For Sale signs dot the property housing Okanagan Studios on Kosmina Road in Vernon.
“The list price is $5.7 million, which is for 50,000 square feet and two buildings,” said realtor Chad Biafore with Kelowna-based Colliers International.
Okanagan Studios opened its doors in November 2016 at the old Far West building on Highway 6 to meet the needs of the film sector. It was the first full service film and TV studio to open, as reported at the time in The Morning Star.
The building underwent extensive renovations, complete with two sound stages, a re-purposed 10,000 square foot soundproofed stage and a second 12,500 square foot warehouse offered as a flex stage.
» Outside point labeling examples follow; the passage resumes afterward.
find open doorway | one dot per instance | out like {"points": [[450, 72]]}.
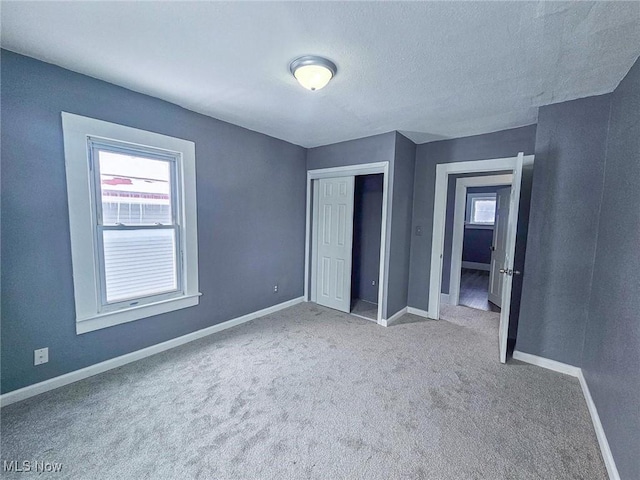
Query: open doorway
{"points": [[478, 251], [505, 267]]}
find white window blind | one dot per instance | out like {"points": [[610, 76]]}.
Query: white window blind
{"points": [[133, 222], [136, 226]]}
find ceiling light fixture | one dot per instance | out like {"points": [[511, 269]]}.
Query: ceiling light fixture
{"points": [[313, 72]]}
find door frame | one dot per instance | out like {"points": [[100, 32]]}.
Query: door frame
{"points": [[311, 224], [443, 170], [462, 184]]}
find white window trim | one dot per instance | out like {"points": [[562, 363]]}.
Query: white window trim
{"points": [[76, 130], [471, 197]]}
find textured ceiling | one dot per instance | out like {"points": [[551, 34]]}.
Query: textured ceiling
{"points": [[431, 70]]}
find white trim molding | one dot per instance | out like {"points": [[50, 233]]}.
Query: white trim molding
{"points": [[352, 170], [576, 372], [486, 267], [605, 449], [392, 318], [546, 363], [77, 375], [418, 312]]}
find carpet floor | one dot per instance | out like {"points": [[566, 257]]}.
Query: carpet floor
{"points": [[311, 393]]}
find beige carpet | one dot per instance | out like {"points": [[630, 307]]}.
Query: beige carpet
{"points": [[313, 393]]}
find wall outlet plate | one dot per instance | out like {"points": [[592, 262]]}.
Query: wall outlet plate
{"points": [[41, 356]]}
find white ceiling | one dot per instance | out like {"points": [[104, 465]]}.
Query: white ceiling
{"points": [[431, 70]]}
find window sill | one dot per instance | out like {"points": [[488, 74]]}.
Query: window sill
{"points": [[105, 320]]}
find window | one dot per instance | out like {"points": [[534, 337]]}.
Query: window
{"points": [[481, 209], [132, 216]]}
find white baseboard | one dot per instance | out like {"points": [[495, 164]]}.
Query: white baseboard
{"points": [[67, 378], [393, 318], [477, 266], [609, 461], [546, 363], [417, 311]]}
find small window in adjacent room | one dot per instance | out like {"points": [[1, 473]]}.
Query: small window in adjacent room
{"points": [[132, 217], [481, 209]]}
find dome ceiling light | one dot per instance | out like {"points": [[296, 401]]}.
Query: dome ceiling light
{"points": [[313, 72]]}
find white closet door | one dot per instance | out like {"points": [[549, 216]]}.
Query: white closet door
{"points": [[335, 239]]}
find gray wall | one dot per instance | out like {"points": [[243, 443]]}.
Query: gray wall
{"points": [[367, 223], [399, 264], [611, 356], [567, 187], [246, 244], [506, 143], [377, 148]]}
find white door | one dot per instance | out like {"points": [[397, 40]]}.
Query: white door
{"points": [[507, 271], [499, 245], [335, 239]]}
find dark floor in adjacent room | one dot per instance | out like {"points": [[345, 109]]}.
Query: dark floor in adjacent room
{"points": [[474, 290]]}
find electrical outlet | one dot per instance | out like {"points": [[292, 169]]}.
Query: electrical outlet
{"points": [[41, 356]]}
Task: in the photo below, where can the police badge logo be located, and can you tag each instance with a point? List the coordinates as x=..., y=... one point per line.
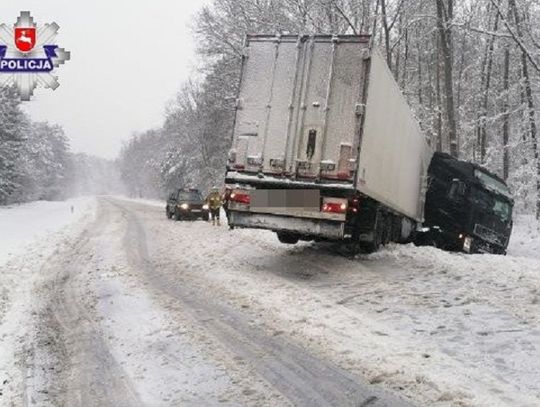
x=29, y=55
x=25, y=39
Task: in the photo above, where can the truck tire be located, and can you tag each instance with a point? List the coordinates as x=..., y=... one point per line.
x=287, y=238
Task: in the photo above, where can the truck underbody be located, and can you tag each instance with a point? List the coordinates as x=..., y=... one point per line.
x=341, y=214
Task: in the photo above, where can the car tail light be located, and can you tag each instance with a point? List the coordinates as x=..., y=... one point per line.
x=232, y=155
x=255, y=160
x=240, y=197
x=334, y=205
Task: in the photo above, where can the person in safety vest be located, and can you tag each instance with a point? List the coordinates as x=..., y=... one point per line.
x=214, y=202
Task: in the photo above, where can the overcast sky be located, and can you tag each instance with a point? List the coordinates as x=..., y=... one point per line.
x=128, y=59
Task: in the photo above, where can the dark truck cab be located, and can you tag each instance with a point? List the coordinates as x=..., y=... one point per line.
x=467, y=208
x=186, y=203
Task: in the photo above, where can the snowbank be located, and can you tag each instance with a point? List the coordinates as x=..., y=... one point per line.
x=525, y=240
x=21, y=225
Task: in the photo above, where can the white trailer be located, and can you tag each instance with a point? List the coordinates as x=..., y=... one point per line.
x=324, y=144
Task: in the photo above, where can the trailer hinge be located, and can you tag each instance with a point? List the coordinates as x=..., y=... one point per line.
x=359, y=109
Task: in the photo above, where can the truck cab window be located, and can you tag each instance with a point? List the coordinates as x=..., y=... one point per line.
x=457, y=190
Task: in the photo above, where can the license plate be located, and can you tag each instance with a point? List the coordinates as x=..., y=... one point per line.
x=307, y=199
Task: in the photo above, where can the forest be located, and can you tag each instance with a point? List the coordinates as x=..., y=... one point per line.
x=36, y=162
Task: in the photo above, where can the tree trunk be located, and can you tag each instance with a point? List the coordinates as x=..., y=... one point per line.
x=506, y=114
x=533, y=132
x=384, y=20
x=439, y=98
x=486, y=77
x=444, y=17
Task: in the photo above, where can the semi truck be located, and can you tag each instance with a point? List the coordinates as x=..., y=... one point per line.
x=325, y=146
x=468, y=208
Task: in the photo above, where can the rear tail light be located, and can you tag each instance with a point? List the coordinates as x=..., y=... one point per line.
x=334, y=205
x=255, y=160
x=354, y=205
x=241, y=197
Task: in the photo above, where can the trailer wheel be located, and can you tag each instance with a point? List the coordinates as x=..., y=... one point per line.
x=287, y=238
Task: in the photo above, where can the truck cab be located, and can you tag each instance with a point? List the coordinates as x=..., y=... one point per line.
x=467, y=207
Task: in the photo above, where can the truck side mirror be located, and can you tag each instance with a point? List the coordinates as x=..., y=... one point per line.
x=457, y=190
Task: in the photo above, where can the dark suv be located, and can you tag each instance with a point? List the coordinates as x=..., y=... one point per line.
x=186, y=203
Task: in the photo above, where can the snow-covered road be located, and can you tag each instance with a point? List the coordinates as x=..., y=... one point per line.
x=128, y=308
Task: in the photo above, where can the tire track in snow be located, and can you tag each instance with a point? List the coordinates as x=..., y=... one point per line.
x=301, y=377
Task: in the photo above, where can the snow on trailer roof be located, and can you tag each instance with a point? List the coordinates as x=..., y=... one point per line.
x=237, y=177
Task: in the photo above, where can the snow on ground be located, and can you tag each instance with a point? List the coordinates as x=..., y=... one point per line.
x=150, y=202
x=29, y=234
x=525, y=239
x=446, y=328
x=20, y=225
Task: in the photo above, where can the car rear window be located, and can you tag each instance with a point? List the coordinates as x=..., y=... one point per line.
x=189, y=196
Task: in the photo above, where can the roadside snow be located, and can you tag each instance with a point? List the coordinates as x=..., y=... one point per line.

There were 34 retrofitted offices.
Okanagan Film Commissioner Jon Summerland said the studios were “not ideal for production.”
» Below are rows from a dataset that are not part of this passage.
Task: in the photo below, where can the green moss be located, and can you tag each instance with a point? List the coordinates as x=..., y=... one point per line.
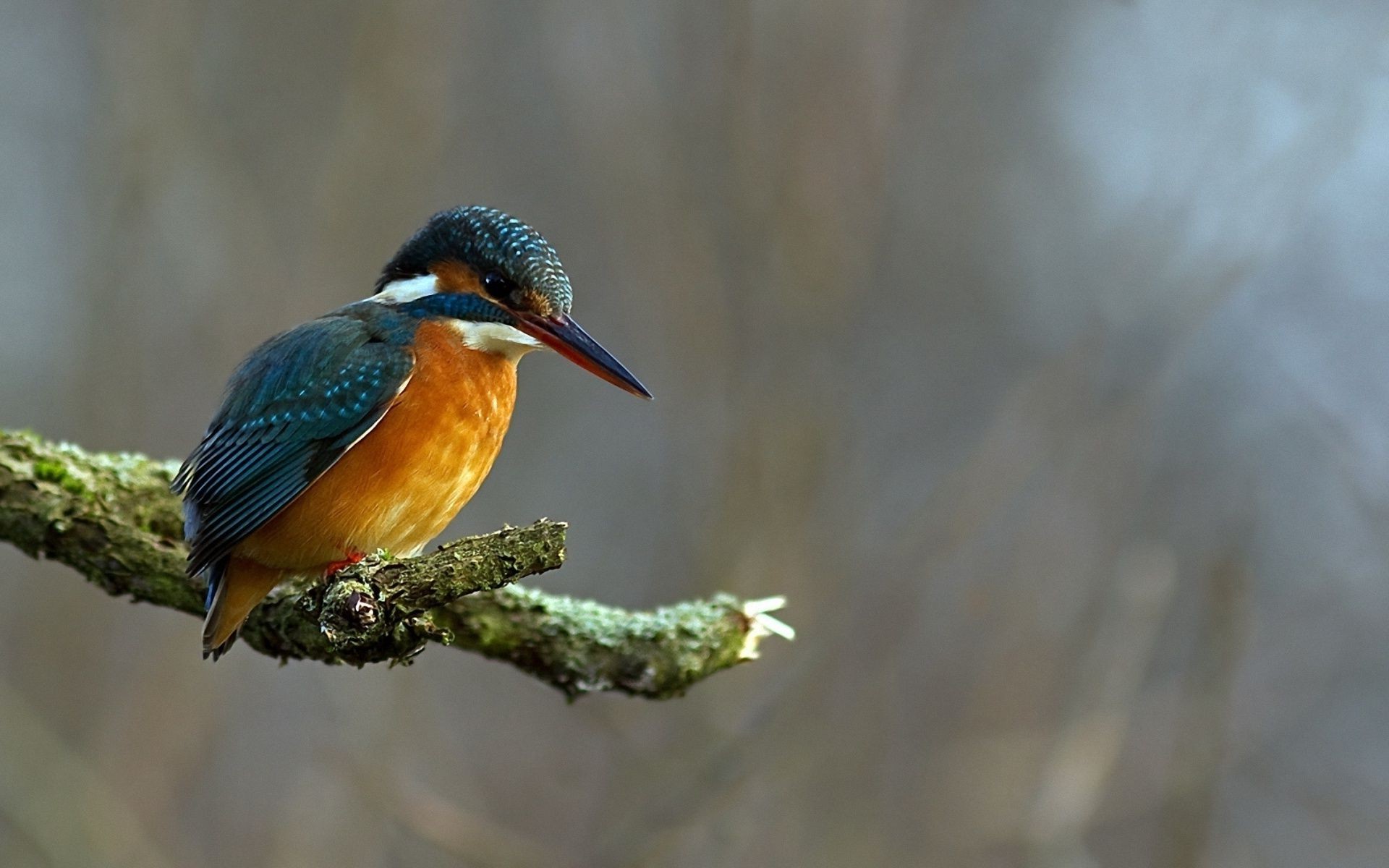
x=51, y=471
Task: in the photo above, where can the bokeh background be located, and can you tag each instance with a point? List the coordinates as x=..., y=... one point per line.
x=1037, y=352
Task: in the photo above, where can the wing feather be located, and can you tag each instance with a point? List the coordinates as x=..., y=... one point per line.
x=292, y=410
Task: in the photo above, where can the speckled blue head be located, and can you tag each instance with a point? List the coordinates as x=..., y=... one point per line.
x=501, y=282
x=489, y=241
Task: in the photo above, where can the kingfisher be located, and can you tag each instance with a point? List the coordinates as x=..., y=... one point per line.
x=373, y=425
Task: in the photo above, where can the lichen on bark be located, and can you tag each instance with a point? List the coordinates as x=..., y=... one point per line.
x=111, y=519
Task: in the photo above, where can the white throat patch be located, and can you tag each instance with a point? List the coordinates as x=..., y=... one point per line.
x=488, y=336
x=409, y=289
x=495, y=338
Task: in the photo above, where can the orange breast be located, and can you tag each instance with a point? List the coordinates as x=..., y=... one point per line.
x=409, y=477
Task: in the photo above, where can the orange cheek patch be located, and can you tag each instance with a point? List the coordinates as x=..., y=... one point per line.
x=457, y=277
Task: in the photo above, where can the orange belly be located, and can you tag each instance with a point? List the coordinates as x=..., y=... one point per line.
x=409, y=477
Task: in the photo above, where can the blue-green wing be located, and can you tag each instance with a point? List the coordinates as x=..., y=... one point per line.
x=294, y=407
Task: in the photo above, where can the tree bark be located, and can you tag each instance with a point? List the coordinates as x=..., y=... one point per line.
x=113, y=519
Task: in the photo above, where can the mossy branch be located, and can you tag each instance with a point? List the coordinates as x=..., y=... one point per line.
x=111, y=519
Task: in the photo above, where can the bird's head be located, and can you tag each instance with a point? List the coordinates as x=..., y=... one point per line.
x=504, y=285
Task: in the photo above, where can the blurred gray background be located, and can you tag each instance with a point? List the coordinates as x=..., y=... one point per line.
x=1035, y=350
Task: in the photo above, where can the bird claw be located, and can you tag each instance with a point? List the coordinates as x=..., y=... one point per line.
x=353, y=557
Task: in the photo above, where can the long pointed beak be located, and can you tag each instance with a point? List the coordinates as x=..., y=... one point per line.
x=566, y=338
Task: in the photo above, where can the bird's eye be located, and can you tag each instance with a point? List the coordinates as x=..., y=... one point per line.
x=496, y=285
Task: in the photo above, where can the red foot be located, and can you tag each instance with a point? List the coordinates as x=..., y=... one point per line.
x=353, y=557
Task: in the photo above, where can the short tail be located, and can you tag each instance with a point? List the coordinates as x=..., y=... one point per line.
x=234, y=590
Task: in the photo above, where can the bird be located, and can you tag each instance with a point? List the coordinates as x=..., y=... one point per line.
x=373, y=425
“The ceilings were too low and there wasn’t a clear span,” said Summerland, who added that film studios Enderby Entertainment and Minds Eye had possibly wanted to use Okanagan Studios for productions of Peace and Daughter of the Wolf, respectively.
“Enderby never did use the building,” said Enderby Entertainment president Rick Dugdale. “We looked at using it but they were already in the ‘for sale’ mode.
“It never really was a studio, that’s the thing. It was an empty building that was used for a couple indie productions.”
Dugdale said the impending sale won’t affect the region or Vernon whatsoever.
“With all the work Jon Summerland at the Okanagan Film Commission has done, the industry is alive and growing in the area. Not only did we come back to make Peace, we are now looking to start a TV series later this year. I fully expect a real studio to be available in the coming years.”
A new soundstage in Kelowna is expected to open this month.
Okanagan Studios spokesperson Tim Bieber said it was sad the studio was unable to generate enough interest to keep going.
“This would have been a big win for the community,” said Bieber. “Fact of the matter is, two clients in more than two years is not enough to sustain any business. Nothing ventured nothing gained.
“Maybe in a few years, once more productions of larger scale begin coming to the Okanagan, there will be a need. At this point there just isn’t the need so the logical conclusion is to shut it down.”